Le quarantième anniversaire des Éditions La Pierre d’Alun, créée et dirigée par une des figures les plus originales de la création artistique et littéraire en Belgique francophone, Jean Marchetti) nous vaut une édition jubilaire d’un recueil composé pour l’occasion et diffusé notamment dans le cadre d’une exposition à la Bibliothèque Wittockiana, mais aussi l’évocation des volumes de récits brefs confiés à quelques belles signatures des lettres belges francophones et ornés d’illustrations que Jean Marchetti a spécialement choisies pour chacun des volumes qui constituent une des quatre collections de l’éditeur, La petite Pierre..
Nous reviendrons bien vite sur quelques uns des autres titres parus dans cette collection aussi singulière que bienvenue dans l’édition de textes courts ornés d’illustrations originales. Sans être exhaustifs, citons quelques binômes écrivains-artistes déjà parus: Armel Job/ Benjamin Monti (avec un florilège savoureux des Souvenirs de ma tante Esther), Marcel Lecomte/Pat Andrea, Pascale Fonteneau/Kiki Crèvecoeur, Jean-Luc et Simon Outers, Caroline Lamarche/Emelyne Duval,André Stas/Benjamin Monti…etc.
Quant à Jean Marchetti, – rencontré à plusieurs reprises lors d’interviews toujours disponibles sur notre site (par exemple celui-ci )- , galeriste, coiffeur et éditeur, il fait l’objet d’une exposition à ne pas manquer dans ce lieu exceptionnel qu’est la Wittockiana.
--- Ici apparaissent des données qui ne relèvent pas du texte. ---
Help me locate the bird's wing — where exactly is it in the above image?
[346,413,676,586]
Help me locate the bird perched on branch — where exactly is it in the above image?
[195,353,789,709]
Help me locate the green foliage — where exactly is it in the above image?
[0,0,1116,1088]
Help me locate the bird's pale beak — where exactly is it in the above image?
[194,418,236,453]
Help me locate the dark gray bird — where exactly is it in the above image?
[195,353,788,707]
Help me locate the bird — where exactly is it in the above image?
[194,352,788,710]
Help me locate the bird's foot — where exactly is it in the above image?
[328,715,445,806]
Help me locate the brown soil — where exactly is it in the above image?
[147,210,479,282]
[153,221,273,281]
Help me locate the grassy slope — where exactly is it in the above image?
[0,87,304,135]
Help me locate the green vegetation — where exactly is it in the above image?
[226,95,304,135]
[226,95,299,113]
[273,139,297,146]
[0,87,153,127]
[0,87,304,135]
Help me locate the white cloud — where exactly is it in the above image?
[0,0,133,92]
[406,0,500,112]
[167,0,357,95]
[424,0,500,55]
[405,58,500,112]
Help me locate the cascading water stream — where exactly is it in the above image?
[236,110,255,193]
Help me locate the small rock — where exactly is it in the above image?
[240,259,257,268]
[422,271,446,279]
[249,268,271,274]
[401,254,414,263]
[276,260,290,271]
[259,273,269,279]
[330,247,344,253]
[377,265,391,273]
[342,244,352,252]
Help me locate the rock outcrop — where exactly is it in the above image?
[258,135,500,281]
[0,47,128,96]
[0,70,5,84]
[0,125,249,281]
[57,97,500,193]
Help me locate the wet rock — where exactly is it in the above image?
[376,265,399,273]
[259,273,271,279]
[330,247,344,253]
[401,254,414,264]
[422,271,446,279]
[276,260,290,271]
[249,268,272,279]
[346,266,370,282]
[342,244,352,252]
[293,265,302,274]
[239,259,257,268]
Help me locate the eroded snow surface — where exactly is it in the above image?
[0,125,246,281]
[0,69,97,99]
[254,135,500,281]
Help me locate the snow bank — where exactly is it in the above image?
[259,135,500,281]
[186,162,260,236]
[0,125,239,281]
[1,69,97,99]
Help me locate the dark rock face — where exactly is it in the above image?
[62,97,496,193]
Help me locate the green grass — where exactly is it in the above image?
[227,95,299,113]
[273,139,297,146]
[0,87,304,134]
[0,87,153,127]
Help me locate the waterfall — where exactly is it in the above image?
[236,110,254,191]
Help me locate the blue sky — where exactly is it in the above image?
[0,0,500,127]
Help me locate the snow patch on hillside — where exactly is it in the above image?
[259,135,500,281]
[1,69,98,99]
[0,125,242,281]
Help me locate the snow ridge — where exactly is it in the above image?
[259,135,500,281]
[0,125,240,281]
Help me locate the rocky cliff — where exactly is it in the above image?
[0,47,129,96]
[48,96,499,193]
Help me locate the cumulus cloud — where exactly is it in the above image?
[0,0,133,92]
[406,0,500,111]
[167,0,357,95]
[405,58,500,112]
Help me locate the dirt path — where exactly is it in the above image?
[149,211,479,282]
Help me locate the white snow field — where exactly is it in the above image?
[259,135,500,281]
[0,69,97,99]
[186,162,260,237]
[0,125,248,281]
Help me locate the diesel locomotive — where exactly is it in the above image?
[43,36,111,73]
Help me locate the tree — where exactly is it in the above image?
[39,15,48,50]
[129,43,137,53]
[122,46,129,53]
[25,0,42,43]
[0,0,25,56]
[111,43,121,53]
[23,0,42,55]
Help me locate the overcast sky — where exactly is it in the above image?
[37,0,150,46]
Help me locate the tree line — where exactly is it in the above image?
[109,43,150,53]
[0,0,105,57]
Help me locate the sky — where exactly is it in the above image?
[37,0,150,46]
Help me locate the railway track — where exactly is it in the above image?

Un catalogue qui ne manquera pas de devenir un « collector » vient d’y être publié. « Il reprendra cinquante-huit titres dans les quatre collections de 2011 à 2023. De nombreux témoignages accompagnent ce volume, dont ceux de Pierre Alechinsky, Kiki Crêvecoeur, Amélie Nothomb, Léon Wuidar et bien d’autres. »…nous précise le site de la Wittockiana.
Nous venons de lire la fable Ultime passion dont nous a régalé par sa férocité ironique le dramaturge Paul Emond. Dans un pays imaginaire, un ministre de la Culture se laisse emporter dans un rêve-cauchemar où, selon son voeu secret, les subsides seraient supprimés au profit d’investissements beaucoup plus rentables dans la restauration virtuelle des grandes œuvres du passé (songeons à ce que deviendraient ainsi « subtilement épurées de leurs surcharges d’anges et autres bizarreries » les œuvres de Giambattista Tiepolo) , ou dans l’usage de l’intelligence artificielle pour la réédition de la Recherche du temps perdu « nettoyée de ses multiples scories et correctement ponctuée. (…) »
Dans son cauchemar le Ministre ne s’exclame-t-il pas « Foin de ces phrases interminables dans le labyrinthe desquelles on se perdait ! ». Le rêve du Ministre est à ce point agité qu’il tombe de son lit, après « s’être envolé sur un char glorieux tiré par de vigoureux étalons, tandis qu’un concert de buccins et de trompettes saluait son ascension. » Nous ne dirons pas ici les remords de conscience qui assaillirent le Ministre de la Culture avant son trépas, après la traversée d’un ciel peuplé d’anges déçus et incorruptibles qui lui barraient l’envol vers une béatitude tant convoitée et si peu méritée.
La lecture de cette Ultime passion, ornée de gravures du peintre Léon Wuidar, choisi sans doute pour le contraste entre l’abstraction de son œuvre et l’exubérance de Tiepolo, ne peut se faire sans cette jubilation salutaire qui, à n’en pas douter, présida à l’écriture de cette « fantaisie » dans laquelle la férocité de l’observation est bien moins onirique qu’il n’y paraît.